Check an attribute across all projects.

get_project(proj_code: str)

Get a project operation from this group

merge_subsets(subset_list: list[str], combined_id: str, remove_after: bool = False) None

Merge one or more of the subsets previously created

remove_by_status(status: str, phase: str | None = None, old_repeat_id: str = 'main') None

Group projects by their status for removal from the group

remove_subset(repeat_id: str) None

Remove a subset from the group.

Parameters:

repeat_id – (str) The repeat_id classifying the subset in this group to which this operation will apply.

repeat_by_status(status: str, new_repeat_id: str, phase: str | None = None, old_repeat_id: str = 'main') None

Group projects by their status, to then create a new repeat ID.

summarise_data(repeat_id: str = 'main', func: ~collections.abc.Callable = <built-in function print>)

Summarise data stored across all projects, mostly concatenating results from the detail-cfg files from all projects.

summarise_status(repeat_id: str = 'main', specific_phase: str | None = None, specific_error: str | None = None, long_display: bool | None = None, display_upto: int = 5, halt: bool = False, write: bool = False, fn: ~collections.abc.Callable = <built-in function print>) None

Gives a general overview of progress within the pipeline - How many datasets currently at each stage of the pipeline - Errors within each pipeline phase - Allows for examination of error logs - Allows saving codes matching an error type into a new repeat group

class padocc.groups.mixins.initialisation.InitialisationMixin

Mixin container class for initialisation routines for groups via input files.

This is a behavioural Mixin class and thus should not be directly accessed. Where possible, encapsulated classes should contain all relevant parameters for their operation as per convention, however this is not the case for mixin classes. The mixin classes here will explicitly state where they are designed to be used, as an extension of an existing class.
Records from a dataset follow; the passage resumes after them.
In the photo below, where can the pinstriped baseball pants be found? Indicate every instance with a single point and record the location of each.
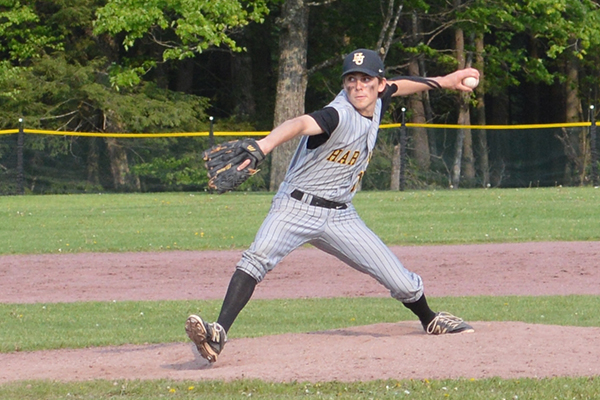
(342, 233)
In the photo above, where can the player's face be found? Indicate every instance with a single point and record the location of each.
(362, 91)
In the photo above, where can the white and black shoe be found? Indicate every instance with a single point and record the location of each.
(208, 338)
(444, 323)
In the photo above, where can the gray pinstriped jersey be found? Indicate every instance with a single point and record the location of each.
(333, 170)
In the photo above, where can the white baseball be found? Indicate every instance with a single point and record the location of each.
(471, 82)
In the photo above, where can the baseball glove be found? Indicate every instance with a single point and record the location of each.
(223, 160)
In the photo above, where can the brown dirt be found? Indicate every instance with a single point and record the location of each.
(400, 350)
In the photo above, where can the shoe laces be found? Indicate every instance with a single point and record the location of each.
(443, 322)
(217, 334)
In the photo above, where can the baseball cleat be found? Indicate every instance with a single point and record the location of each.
(208, 338)
(447, 323)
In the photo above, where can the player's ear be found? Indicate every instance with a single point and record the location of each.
(382, 83)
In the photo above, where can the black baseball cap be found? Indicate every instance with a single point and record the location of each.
(365, 61)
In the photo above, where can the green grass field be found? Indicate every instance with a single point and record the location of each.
(198, 221)
(191, 221)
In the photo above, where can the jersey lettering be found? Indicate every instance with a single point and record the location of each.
(359, 178)
(345, 159)
(334, 155)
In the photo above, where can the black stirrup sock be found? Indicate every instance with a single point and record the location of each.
(421, 309)
(238, 294)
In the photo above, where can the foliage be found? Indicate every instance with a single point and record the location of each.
(181, 28)
(188, 220)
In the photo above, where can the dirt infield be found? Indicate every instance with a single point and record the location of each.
(398, 351)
Use case: GroupOperation [ONLY]

init_from_file(input_file: str, substitutions: dict = None, remote_s3: dict | str | None = None) None

Run initialisation by loading configurations from input sources, determine input file type and use appropriate functions to instantiate group and project directories.

Parameters:

input_file – (str) Path to an input file from which to initialise the project.

Returns:

None

class padocc.groups.mixins.modifiers.ModifiersMixin

Modifiers to the group in terms of the projects associated, allows adding and removing projects.

This is a behavioural Mixin class and thus should not be directly accessed. Where possible, encapsulated classes should contain all relevant parameters for their operation as per convention, however this is not the case for mixin classes. The mixin classes here will explicitly state where they are designed to be used, as an extension of an existing class.
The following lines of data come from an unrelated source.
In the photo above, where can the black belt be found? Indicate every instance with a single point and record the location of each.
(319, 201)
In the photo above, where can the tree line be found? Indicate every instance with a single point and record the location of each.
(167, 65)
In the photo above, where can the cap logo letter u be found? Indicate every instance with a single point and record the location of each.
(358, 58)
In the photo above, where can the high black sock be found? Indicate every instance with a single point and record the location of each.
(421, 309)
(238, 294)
Use case: GroupOperation [ONLY]

add_project(config: str | dict, remote_s3: dict | str | None = None, moles_tags: bool = False)

Add a project to this group.

Parameters:
  • config – (str | dict) The configuration details to add new project. Can either be a path to a json file or json content directly. Can also be either a properly formatted base config file (needs proj_code, pattern etc.) or a moles_esgf input file.
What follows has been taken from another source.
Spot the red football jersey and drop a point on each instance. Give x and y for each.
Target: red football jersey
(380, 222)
  • moles_tags – (bool) Option for CEDA staff to integrate output from another package.

merge(group_B)

Merge group B into group A. 1. Migrate all projects from B to A and reset groupID values. 2. Combine datasets.csv 3. Combine project codes 4. Combine faultlists.

Note: This is not a class method. The self object is replaced by group_A for convenience.

remove_project(proj_code: str, ask: bool = True) None

Remove a project from this group Steps required: 1. Remove the project directory including all internal files. 2. Remove the project code from all project files.

transfer_project(proj_code: str, receiver_group) None

Transfer an existing project to a new group

unmerge(group_B, dataset_list: list)

Separate elements from group_A into group_B according to the list 1. Migrate projects 2. Set the datasets 3. Set the faultlists 4. Project codes (remove group B sections)

Note: This is not a class method. The self object is replaced by group_A for convenience.